Perhaps the most important and unique feature of OceanStore is data security. To ensure a document cannot be read by anyone but its owner, OceanStore makes several copies of the data, encodes them using a special coding mechanism, and then chops each one into various-sized fragments.
To keep track of these billions of bits of information, OceanStore generates for each document a permanent, globally unique identification (G.U.I.D.) tag. The document is then split into fragments, which are sent out via the Internet to OceanStore servers. OceanStore also creates a map showing the possible paths between the interconnected Web servers.
To retrieve a chopped-up 1989 tax return, for example, OceanStore sends a team of messengers onto the Internet looking for its G.U.I.D. As the messengers search, they leave behind trails of digital breadcrumbs so that, the next time, the messenger can find the data more quickly.
But downloading data from, say, China, could take a lot longer than getting it from a desktop hard drive. OceanStore gets around this by storing often-used documents on nearby servers. OceanStore also can analyze patterns of usage so that the system can fetch the data more quickly. Its software acts like a handyman, constantly checking data segments and making minor adjustments and repairs.

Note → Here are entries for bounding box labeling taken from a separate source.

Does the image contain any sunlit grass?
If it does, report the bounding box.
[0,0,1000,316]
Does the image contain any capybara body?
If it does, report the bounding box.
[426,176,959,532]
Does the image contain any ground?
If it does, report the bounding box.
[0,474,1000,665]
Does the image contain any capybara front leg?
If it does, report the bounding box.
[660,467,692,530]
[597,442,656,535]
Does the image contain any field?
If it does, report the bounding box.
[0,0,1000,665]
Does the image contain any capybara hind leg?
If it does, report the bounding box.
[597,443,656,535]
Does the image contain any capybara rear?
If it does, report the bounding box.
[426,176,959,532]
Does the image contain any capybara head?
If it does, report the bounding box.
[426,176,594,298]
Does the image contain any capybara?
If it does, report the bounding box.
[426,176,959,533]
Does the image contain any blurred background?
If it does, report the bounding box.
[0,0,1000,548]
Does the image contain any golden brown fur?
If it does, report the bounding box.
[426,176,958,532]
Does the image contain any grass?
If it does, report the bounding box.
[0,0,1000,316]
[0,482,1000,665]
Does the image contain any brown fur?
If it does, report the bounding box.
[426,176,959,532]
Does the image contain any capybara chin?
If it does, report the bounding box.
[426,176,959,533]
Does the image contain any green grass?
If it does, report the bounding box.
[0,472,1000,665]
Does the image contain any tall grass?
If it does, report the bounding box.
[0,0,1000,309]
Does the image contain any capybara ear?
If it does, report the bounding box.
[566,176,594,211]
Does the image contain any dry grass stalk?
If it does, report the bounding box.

In the OceanStore world, no server can be trusted. Instead, the data is distributed among multiple clusters of servers in a redundant way so that, if one goes down, the data can be reassembled using only one-fourth of the original fragments. “This storage mechanism is very much like a hologram, where you only need a certain subset of the data to recreate the entire image,” said Kubiatowicz.

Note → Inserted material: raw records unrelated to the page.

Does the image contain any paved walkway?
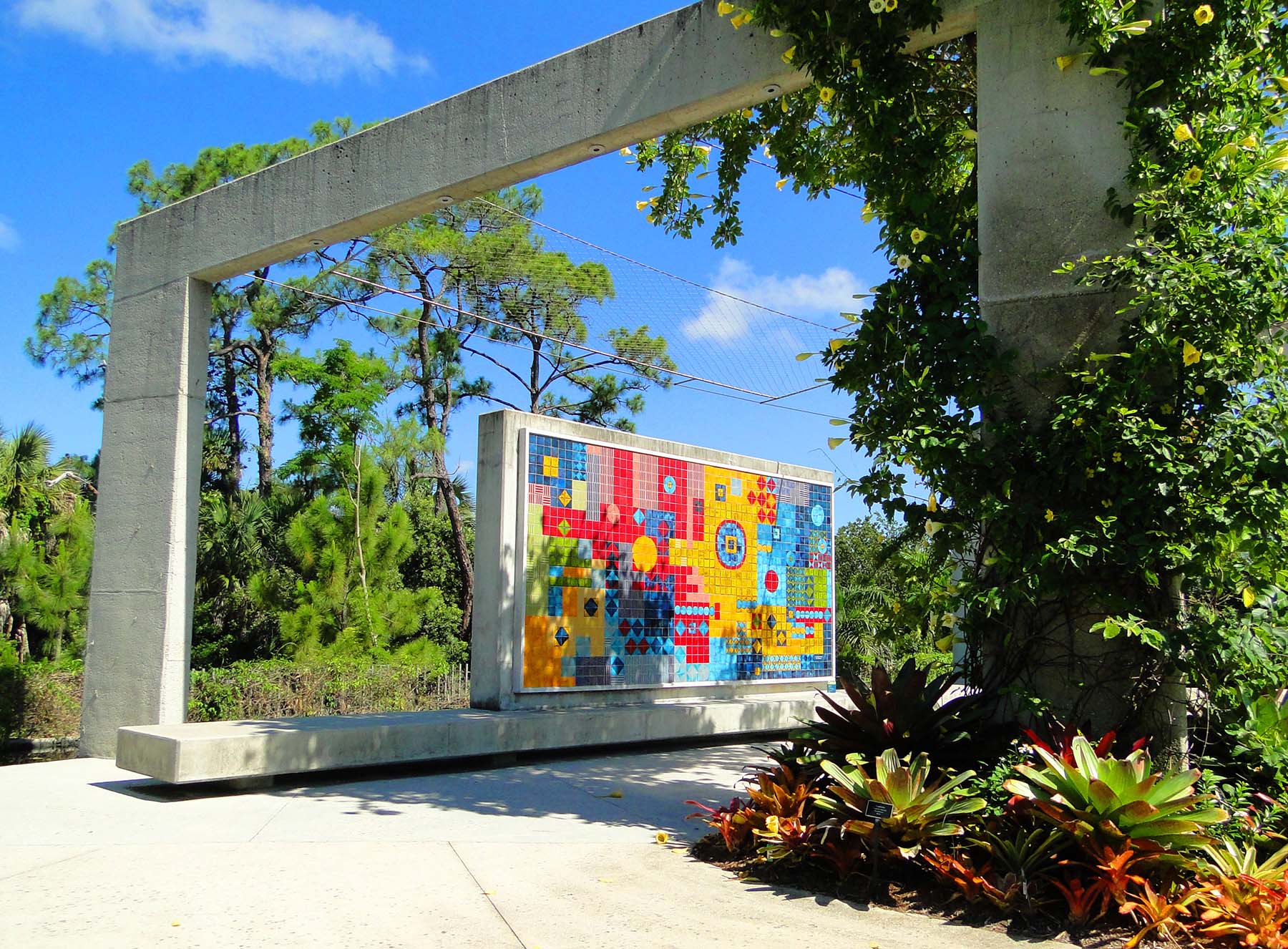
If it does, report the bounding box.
[0,746,1056,949]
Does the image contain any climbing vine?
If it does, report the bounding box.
[635,0,1288,731]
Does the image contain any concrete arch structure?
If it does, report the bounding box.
[81,0,1126,756]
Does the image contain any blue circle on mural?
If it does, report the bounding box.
[716,520,747,570]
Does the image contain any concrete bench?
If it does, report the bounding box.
[116,691,818,784]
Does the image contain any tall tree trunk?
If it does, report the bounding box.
[254,332,273,497]
[220,319,245,498]
[416,311,474,640]
[353,438,376,649]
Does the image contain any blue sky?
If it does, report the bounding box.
[0,0,886,520]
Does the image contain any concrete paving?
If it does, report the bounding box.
[0,744,1058,949]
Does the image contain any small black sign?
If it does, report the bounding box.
[863,801,894,820]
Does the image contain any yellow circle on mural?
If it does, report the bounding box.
[631,537,657,573]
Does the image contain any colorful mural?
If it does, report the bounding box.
[520,434,834,689]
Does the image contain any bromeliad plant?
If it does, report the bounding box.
[794,659,1006,767]
[814,748,985,857]
[1006,735,1229,850]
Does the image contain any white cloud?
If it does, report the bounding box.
[0,214,19,250]
[683,258,866,343]
[14,0,428,81]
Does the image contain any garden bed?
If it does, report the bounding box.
[689,662,1288,949]
[689,833,1135,949]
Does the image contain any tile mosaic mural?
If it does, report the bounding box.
[520,433,834,689]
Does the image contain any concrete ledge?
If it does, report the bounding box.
[116,691,819,784]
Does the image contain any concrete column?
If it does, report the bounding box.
[470,412,530,709]
[977,0,1185,731]
[976,0,1131,412]
[80,261,210,757]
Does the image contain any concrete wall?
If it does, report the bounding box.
[81,0,975,754]
[470,409,832,709]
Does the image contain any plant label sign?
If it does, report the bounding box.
[863,801,894,820]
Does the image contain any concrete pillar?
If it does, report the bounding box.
[977,0,1185,751]
[976,0,1131,411]
[80,257,210,757]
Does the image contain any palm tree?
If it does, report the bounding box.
[0,422,93,659]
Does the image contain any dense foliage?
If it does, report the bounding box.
[638,0,1288,772]
[689,670,1288,949]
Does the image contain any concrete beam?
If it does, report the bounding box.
[119,0,975,291]
[116,690,824,784]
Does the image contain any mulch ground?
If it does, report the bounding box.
[691,833,1136,949]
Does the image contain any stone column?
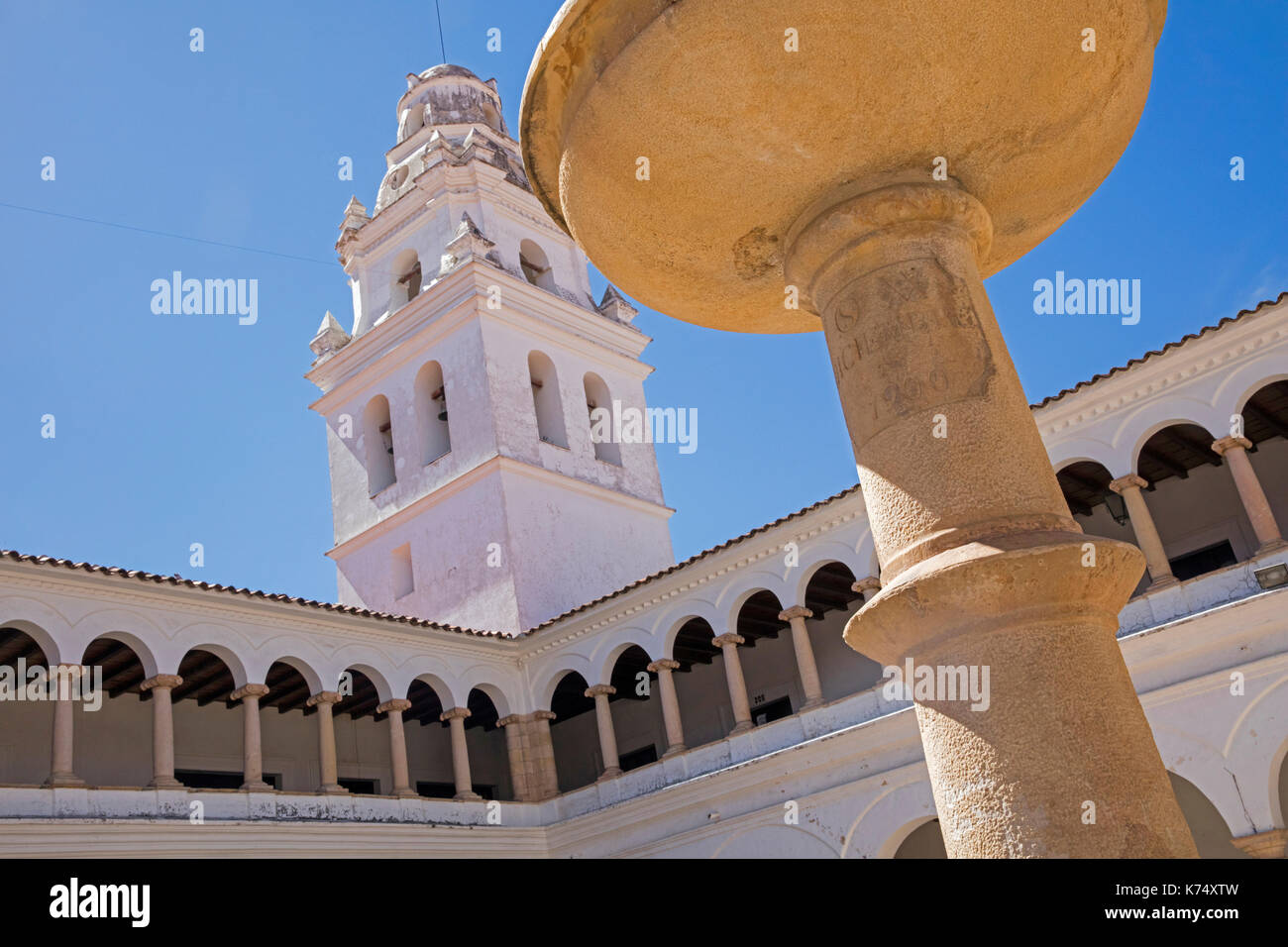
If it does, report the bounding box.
[46,665,89,786]
[778,605,823,710]
[305,690,349,796]
[1109,474,1176,588]
[648,657,690,759]
[782,182,1197,858]
[139,674,183,789]
[496,714,532,801]
[1212,437,1284,556]
[438,707,482,802]
[1231,828,1288,858]
[711,631,751,737]
[587,684,622,783]
[850,576,881,601]
[376,697,419,798]
[229,684,271,791]
[524,710,559,800]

To manage all these bits of data floating around the Internet, Kubiatowicz envisions a system not unlike our current telephone company model. Each user would pay a monthly data storage fee to a data service provider, such as an Internet service provider, or I.S.P. The I.S.P. then arranges to store the user’s data on another I.S.P.’s Internet server for a small fee. The I.S.P.s can then swap data amongst themselves, trading fees for using each other’s infrastructure and file servers.
With demand for storage space growing and the reliability of local electricity in question, technology companies are rushing to back OceanStore. They include industry giants like I.B.M. Corp., Nortel Networks Corp. and the data storage company EMC Corp. as well as federal agencies like the National Science Foundation and the Defense Advanced Research Projects Agency.